Existe uma manifesta e lamentável predisposição para passar até à exaustão imagens de quem chora, grita ou lamenta, das quais não se pode tirar nenhuma conclusão que aquelas que há muito conhecemos, e que são as trágicas consequências dos incêndios, mas que acabam por expor seres humanos, que merecem o nosso respeito e solidariedade, de forma pouco digna, instrumentalizados como meros factores de aumento de audiências.

Não consideramos que da transmissão de imagens de fogos resulte um aumento de incidências que justifique medidas restritivas, mas que toda a envolvência humana tem, forçosamente, que ser tratada com um cuidado e um respeito que até agora não se verificou, sob pena de multiplicar os traumas das vítimas, sacrificadas, quem sabe mais uma vez, a meros interesses económicos que nada têm a ver com o dever de informar e o direito de ser informado.
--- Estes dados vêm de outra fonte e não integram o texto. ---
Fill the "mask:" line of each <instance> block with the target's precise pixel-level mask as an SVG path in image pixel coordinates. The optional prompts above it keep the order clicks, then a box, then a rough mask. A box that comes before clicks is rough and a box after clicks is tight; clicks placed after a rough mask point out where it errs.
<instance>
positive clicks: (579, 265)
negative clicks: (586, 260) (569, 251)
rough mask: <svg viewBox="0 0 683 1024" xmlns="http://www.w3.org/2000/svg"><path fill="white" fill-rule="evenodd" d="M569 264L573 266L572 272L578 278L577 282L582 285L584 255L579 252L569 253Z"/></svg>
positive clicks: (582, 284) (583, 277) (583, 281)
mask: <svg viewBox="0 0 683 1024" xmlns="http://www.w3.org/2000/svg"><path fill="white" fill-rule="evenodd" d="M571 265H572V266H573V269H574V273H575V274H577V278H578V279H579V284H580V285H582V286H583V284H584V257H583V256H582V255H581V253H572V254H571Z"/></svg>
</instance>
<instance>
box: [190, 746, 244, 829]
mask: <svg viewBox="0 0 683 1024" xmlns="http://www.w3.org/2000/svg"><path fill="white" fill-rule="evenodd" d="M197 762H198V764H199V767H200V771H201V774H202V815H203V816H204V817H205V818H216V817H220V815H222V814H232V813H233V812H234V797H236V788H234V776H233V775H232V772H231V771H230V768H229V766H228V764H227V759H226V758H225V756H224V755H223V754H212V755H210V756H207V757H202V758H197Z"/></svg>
Igualmente grave, é a tendência para o esquecimento uma vez que se verifique que o filão dos incêndios e de todas as tragédias humanas que daí resultam deixam de garantir o nível de audiências pretendido, altura em que, encontrado um novo interesse que habitualmente coincide com o regresso das férias e o reinício da actividade política, os fogos que alimentaram os orgãos de comunicação social durante o Verão, subitamente desaparecem.

Sem recorrer a mecanismos de censura, e sabendo que a auto-regulação tem tendência a não funcionar quando as contrapartidas financeiras falam mais alto, a existência de uma entidade reguladora e de regras parece essencial para moralizar uma actividade cujo impacto social é por demais conhecido.